Introduction
Obstructive sleep apnea (OSA) is a relatively common sleep disorder characterized by recurrent episodes of partial or complete collapse of the upper airway during sleep, leading to loud snoring, sleep fragmentation, daytime sleepiness, and chronic episodes of intermittent hypoxia [
1]. It has been estimated that 34% of men and 17% of women are affected by OSA [
2,
3]. Patients with OSA are at high risk of hypertension, diabetes, cardiovascular diseases, stroke, and other disorders [
1,
4]. Previous studies have reported multiple risk factors for OSA [
5‐
9], including obesity, male sex, micrognathia, menopause, fluid retention, adenotonsillar hypertrophy, and smoking. However, the pathogenesis of OSA is not fully understood.

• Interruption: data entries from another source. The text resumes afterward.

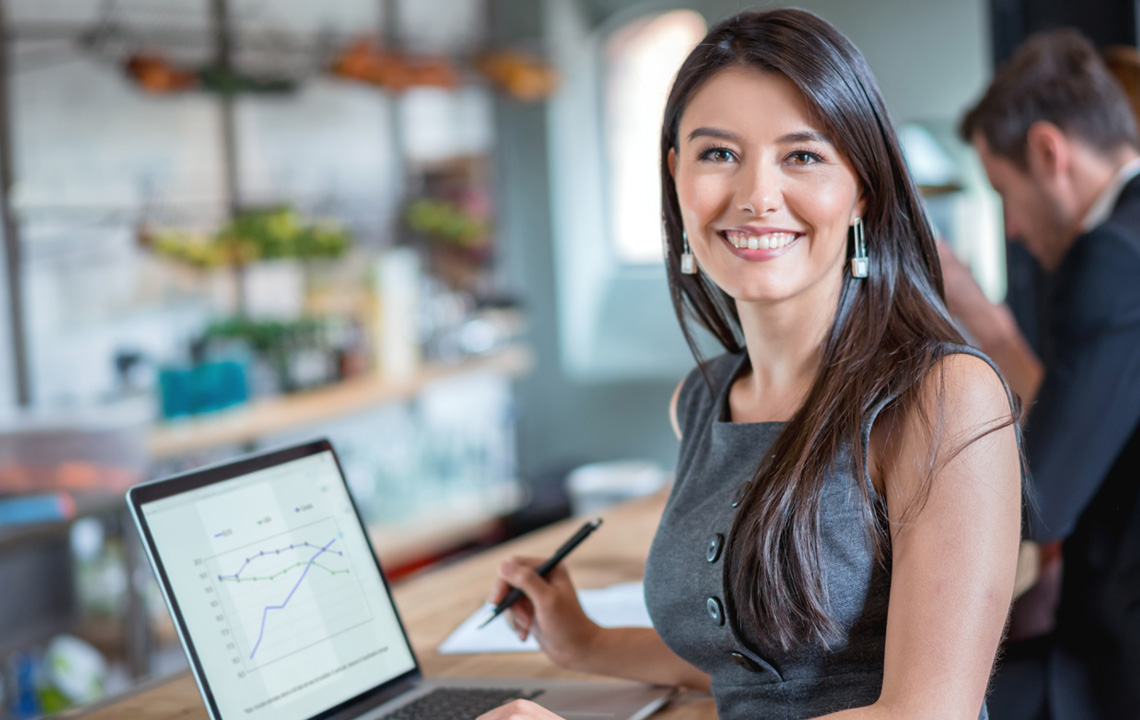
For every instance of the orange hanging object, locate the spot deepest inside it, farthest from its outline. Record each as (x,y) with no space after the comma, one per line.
(155,74)
(523,76)
(366,62)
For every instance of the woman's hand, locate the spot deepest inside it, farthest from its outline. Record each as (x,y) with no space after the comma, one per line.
(520,710)
(550,611)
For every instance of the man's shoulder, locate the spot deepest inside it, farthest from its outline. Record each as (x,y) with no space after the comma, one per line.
(1098,284)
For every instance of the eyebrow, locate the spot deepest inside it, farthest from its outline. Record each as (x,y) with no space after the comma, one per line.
(801,136)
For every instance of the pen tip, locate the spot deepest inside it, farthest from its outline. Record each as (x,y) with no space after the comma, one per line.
(487,620)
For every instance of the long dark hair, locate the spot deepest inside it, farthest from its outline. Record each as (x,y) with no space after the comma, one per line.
(889,328)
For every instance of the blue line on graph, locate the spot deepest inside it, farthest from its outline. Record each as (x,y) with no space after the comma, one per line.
(268,553)
(265,613)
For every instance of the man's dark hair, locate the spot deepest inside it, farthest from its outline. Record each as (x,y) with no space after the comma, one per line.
(1057,78)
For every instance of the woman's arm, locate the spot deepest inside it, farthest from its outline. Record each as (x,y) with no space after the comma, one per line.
(953,549)
(572,640)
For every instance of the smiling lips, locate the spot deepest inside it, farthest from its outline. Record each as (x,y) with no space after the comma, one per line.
(758,244)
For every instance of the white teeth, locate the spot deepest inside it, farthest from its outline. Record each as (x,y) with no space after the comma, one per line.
(771,240)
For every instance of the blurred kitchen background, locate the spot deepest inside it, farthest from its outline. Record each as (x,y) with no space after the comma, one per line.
(428,229)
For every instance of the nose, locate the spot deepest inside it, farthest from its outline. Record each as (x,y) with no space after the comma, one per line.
(760,190)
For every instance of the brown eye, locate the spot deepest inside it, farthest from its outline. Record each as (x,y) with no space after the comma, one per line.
(804,157)
(718,155)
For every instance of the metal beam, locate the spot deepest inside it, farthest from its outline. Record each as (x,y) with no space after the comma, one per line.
(224,39)
(9,225)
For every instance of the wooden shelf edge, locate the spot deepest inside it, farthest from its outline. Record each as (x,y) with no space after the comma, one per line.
(277,415)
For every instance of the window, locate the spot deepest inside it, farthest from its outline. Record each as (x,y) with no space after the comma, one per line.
(641,60)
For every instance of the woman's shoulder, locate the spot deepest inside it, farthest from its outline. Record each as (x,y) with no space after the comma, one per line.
(698,392)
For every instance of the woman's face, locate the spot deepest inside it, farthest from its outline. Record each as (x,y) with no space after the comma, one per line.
(765,196)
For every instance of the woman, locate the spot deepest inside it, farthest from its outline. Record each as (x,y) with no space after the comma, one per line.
(841,537)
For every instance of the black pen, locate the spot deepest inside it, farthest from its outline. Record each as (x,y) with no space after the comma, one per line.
(544,570)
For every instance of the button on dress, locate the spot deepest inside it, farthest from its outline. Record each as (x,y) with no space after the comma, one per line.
(685,583)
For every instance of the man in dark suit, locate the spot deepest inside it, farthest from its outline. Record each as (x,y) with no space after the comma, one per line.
(1058,141)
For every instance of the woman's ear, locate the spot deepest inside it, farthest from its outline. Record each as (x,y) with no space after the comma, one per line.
(860,206)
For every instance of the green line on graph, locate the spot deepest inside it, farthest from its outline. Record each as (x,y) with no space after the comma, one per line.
(278,574)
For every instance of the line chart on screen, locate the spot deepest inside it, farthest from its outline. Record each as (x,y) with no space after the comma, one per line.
(284,594)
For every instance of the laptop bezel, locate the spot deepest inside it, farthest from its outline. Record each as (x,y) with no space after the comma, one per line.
(194,480)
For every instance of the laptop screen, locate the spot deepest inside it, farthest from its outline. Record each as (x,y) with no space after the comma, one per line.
(279,592)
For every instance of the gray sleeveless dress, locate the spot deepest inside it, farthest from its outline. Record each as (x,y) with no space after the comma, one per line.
(685,586)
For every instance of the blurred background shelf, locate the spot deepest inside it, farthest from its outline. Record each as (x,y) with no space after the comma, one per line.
(282,415)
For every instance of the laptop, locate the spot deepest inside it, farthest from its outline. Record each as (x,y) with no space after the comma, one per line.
(284,612)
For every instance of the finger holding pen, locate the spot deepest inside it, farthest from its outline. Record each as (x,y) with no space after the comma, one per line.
(551,610)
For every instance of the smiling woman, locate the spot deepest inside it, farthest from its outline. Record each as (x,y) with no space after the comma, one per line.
(841,537)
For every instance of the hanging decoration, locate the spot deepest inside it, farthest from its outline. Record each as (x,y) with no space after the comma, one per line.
(365,60)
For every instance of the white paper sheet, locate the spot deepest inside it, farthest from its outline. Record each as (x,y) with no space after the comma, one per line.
(617,606)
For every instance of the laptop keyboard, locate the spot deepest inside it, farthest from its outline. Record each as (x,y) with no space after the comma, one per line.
(457,703)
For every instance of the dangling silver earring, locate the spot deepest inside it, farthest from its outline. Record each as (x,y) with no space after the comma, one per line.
(687,262)
(861,264)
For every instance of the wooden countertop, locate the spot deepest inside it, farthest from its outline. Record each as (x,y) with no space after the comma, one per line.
(436,603)
(288,412)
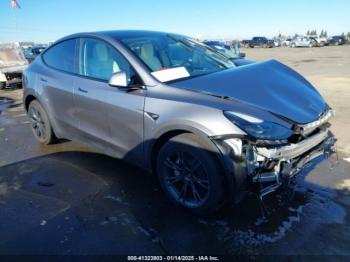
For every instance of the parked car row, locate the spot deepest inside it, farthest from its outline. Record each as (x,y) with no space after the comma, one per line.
(12,64)
(300,41)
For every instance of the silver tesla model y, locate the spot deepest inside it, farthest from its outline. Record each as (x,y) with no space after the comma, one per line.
(211,127)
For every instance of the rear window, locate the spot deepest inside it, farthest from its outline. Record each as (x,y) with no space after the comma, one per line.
(61,56)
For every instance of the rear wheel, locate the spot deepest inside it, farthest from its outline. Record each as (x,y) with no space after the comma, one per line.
(40,123)
(190,174)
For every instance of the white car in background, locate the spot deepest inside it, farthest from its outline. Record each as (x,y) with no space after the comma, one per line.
(12,64)
(286,42)
(303,41)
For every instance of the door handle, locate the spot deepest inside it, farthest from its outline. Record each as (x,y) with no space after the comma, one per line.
(82,90)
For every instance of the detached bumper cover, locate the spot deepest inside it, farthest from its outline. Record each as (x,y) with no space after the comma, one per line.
(293,150)
(274,166)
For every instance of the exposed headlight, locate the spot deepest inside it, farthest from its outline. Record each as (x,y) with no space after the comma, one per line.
(258,128)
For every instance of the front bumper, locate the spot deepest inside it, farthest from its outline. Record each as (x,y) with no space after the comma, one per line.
(271,167)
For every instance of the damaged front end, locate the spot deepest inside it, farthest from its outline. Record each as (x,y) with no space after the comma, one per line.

OSA clusters within families [
5] and having a first-degree relative with OSA increases the risk of OSA by more than 1.5-fold. The apnea–hypopnea index (AHI) is the most commonly used metric for OSA, and approximately 35% to 40% of variation in AHI can be explained by genetic factors [
6,
10‐
13]. Other than male sex, the primary risk factor for OSA is excessive weight gain and obesity is the strongest risk factor for the development of OSA, and at least 70% of OSA patients are obese [
14]. Peroxisome proliferator-activated receptor gamma (PPARG) is a member of the nuclear receptor family that includes 48 human transcription factors [
15]. PPARG has been linked to development of obesity [
15‐
17] and may play an important role in the pathophysiological mechanisms underlying OSA. PPARG expression was downregulated in the adipose tissue of OSA patients relative to control individuals, as measured using qPCR [
18].
The
PPARG rs1801282 (G/C) polymorphism was reported to be associated with OSA in obese Indian subjects [
19], whereas no association between rs1801282 (G/C) and OSA was observed in a Chinese Han population [
20]. Potential associations between other
PPARG variants and OSA have not been investigated in Chinese Han individuals.
In this study, we aimed to identify genetic variants of PPARG by targeted sequencing in unrelated Chinese Han subjects and to explore potential associations between OSA and the identified variants.
Discussion
The relationship between PPARG polymorphisms and OSA was investigated in individuals with and without OSA. Our results showed that the PPARG rs1801282 polymorphism was independently associated with OSA.
OSA is a complex disease that is influenced by a combination of genetic [
12,
30] and environmental factors. The molecular mechanisms underlying OSA are not well understood. From a pathological viewpoint, several factors can cause OSA, including sympathetic nervous system activity, obesity, upper airway dilator muscle dysfunction, craniofacial abnormalities, heightened chemosensitivity, and a low arousal threshold [
9,
31]. These pathological processes are also influenced by genes.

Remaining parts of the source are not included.